Students on campus for holidays may struggle with lack of food, loneliness

posted in: Opinion | 0

November 27: Everyone is packing up and heading home, giving each other tearful goodbyes to last the four days till they see each other again and vacating the resident halls. And there I am, sitting on my empty couch in my empty six-person suite, beginning my four-day-long Netflix Marathon.

Contrary to popular belief, there are actually students here over Thanksgiving break that aren’t from Hawaii and not covered by the Hawa’ii club’s generous grocery shopping trips and Thanksgiving dinners.

My trek home wouldn’t have included a four-hour plane ride, just a quick hop, skip and an eight-hour drive back to Northern California. Needless to say, with 20 miles to the gallon and Winter break just a week away, I decided to sit this Thanksgiving out.

I was one of two people on the Gilbert first floor that week. I’ll admit, running down the hall in my makeshift batman costume without having to worry about getting caught was magnificent, but once that wore off, things got a little lonely.

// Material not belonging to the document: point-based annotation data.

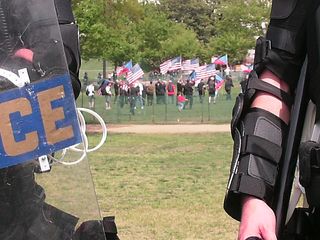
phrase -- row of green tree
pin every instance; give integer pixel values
(150, 32)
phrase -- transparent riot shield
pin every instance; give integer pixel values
(46, 193)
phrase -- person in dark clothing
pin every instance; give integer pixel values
(133, 94)
(211, 89)
(116, 90)
(227, 86)
(261, 121)
(150, 93)
(201, 90)
(188, 92)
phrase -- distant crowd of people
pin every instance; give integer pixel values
(145, 93)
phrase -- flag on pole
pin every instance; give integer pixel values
(219, 81)
(164, 67)
(125, 68)
(192, 75)
(223, 60)
(190, 65)
(205, 71)
(135, 73)
(175, 64)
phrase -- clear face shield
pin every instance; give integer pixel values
(47, 192)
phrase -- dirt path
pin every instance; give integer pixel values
(182, 128)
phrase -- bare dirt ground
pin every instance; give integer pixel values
(177, 128)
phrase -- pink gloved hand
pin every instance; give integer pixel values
(257, 220)
(24, 53)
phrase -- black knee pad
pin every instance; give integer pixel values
(258, 137)
(309, 169)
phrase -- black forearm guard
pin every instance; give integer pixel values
(258, 137)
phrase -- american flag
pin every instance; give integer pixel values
(219, 82)
(124, 69)
(135, 73)
(189, 65)
(223, 60)
(175, 64)
(164, 67)
(205, 71)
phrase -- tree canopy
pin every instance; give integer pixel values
(150, 32)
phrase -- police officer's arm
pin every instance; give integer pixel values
(261, 115)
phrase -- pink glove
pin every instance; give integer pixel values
(24, 53)
(257, 220)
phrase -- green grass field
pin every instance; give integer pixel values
(165, 186)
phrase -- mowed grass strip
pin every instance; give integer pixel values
(165, 186)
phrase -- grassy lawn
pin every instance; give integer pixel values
(165, 186)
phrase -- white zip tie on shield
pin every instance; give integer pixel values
(85, 141)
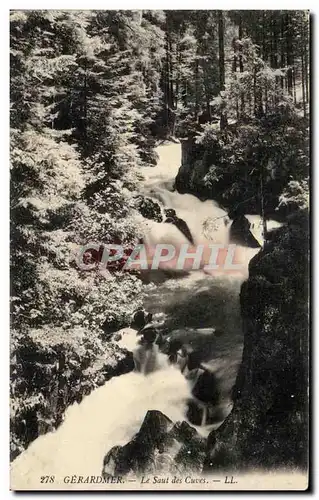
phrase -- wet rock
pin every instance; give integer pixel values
(140, 318)
(149, 208)
(240, 233)
(206, 388)
(159, 446)
(268, 426)
(179, 223)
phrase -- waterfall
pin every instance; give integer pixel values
(113, 413)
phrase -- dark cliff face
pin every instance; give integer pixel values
(268, 426)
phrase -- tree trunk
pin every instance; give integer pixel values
(223, 115)
(289, 54)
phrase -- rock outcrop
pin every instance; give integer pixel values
(268, 426)
(159, 446)
(149, 208)
(50, 372)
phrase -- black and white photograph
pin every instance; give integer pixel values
(159, 250)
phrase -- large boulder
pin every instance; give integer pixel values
(149, 208)
(159, 446)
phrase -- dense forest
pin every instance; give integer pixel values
(92, 94)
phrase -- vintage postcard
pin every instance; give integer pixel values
(159, 250)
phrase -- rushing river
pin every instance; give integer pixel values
(194, 305)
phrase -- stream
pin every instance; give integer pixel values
(194, 305)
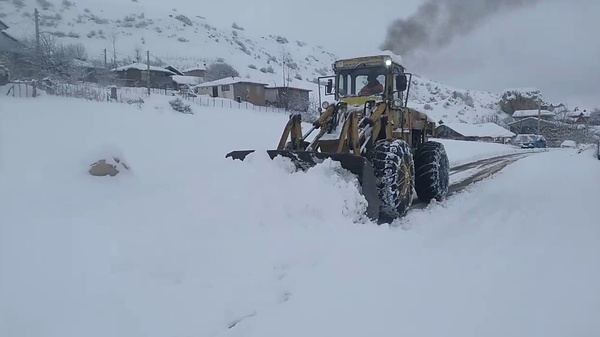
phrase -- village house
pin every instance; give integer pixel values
(530, 125)
(578, 117)
(197, 71)
(236, 88)
(9, 47)
(136, 75)
(489, 132)
(290, 98)
(185, 82)
(8, 44)
(174, 70)
(544, 114)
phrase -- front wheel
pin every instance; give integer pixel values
(394, 169)
(431, 171)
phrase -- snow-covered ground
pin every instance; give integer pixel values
(188, 243)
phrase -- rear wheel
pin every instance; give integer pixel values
(394, 170)
(431, 171)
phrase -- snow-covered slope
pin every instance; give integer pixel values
(188, 243)
(185, 38)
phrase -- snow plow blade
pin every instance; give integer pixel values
(359, 166)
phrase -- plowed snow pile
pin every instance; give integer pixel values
(188, 243)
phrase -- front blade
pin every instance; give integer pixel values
(359, 166)
(240, 155)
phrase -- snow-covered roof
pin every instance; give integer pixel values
(190, 80)
(142, 66)
(479, 130)
(532, 113)
(575, 114)
(229, 80)
(533, 119)
(289, 86)
(197, 67)
(82, 63)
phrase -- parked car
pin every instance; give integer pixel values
(530, 141)
(568, 144)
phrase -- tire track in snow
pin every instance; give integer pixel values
(481, 169)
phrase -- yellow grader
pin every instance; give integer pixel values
(371, 132)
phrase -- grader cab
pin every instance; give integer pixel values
(371, 132)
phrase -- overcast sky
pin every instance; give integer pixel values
(553, 46)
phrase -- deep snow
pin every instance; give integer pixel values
(189, 243)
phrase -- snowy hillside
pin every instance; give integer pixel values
(188, 243)
(185, 39)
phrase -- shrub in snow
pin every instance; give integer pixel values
(178, 105)
(526, 99)
(107, 167)
(110, 163)
(184, 19)
(4, 75)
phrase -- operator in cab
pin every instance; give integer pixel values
(373, 86)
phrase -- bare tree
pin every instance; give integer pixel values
(138, 54)
(56, 60)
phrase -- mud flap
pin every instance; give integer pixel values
(359, 166)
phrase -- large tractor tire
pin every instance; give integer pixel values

I guess I should offer a disclaimer and say that I had a good friend in the Boxer apartments and we did some serious adventure timing, so I wasn’t in complete solitude. When I was, I have to admit I enjoyed sprawling out on my couch with a feast of top ramen around me, blasting through two seasons of “Chuck.”

I was lucky. I had a friend nearby and I was in a nice apartment with a kitchen. Not everyone I know had the same experience. I felt for the freshmen that had the same problem I did, nowhere to go for Thanksgiving and no food from the Hawa’ii club or the UC.

I have this picture in my head of the handful of Walter freshmen coming together on thanksgiving and eating their cereal or Twinkies together in the Walter lobby, probably not the case, but a girl can dream.

I was fortunate, I got to spend my first Thanksgiving away from home learning to play Mahjong in Clackamas when I crashed a friend’s family get-together. I was one of the three people there who didn’t speak a lick of Chinese, but it turned out to be a great story, nonetheless.

I keep saying I was lucky because I feel like my Thanksgiving break here was a lot better than the people who weren’t lucky enough to have a friend, a car and a full(ish) cupboard. If I had been stuck in this situation last year, as a freshman in Clark, my break probably would have gone much differently (flash to me loathing in self-pity and stuffing my face with Cheerios)

Being on campus over Thanksgiving really can be an awesome break from reality if you have the right people around you like I did. I suppose I just wish the school did something for those students who aren’t as lucky. There are quite a few of us who still can’t afford to go home, even though we live on the mainland and I think we deserve a Thanksgiving too.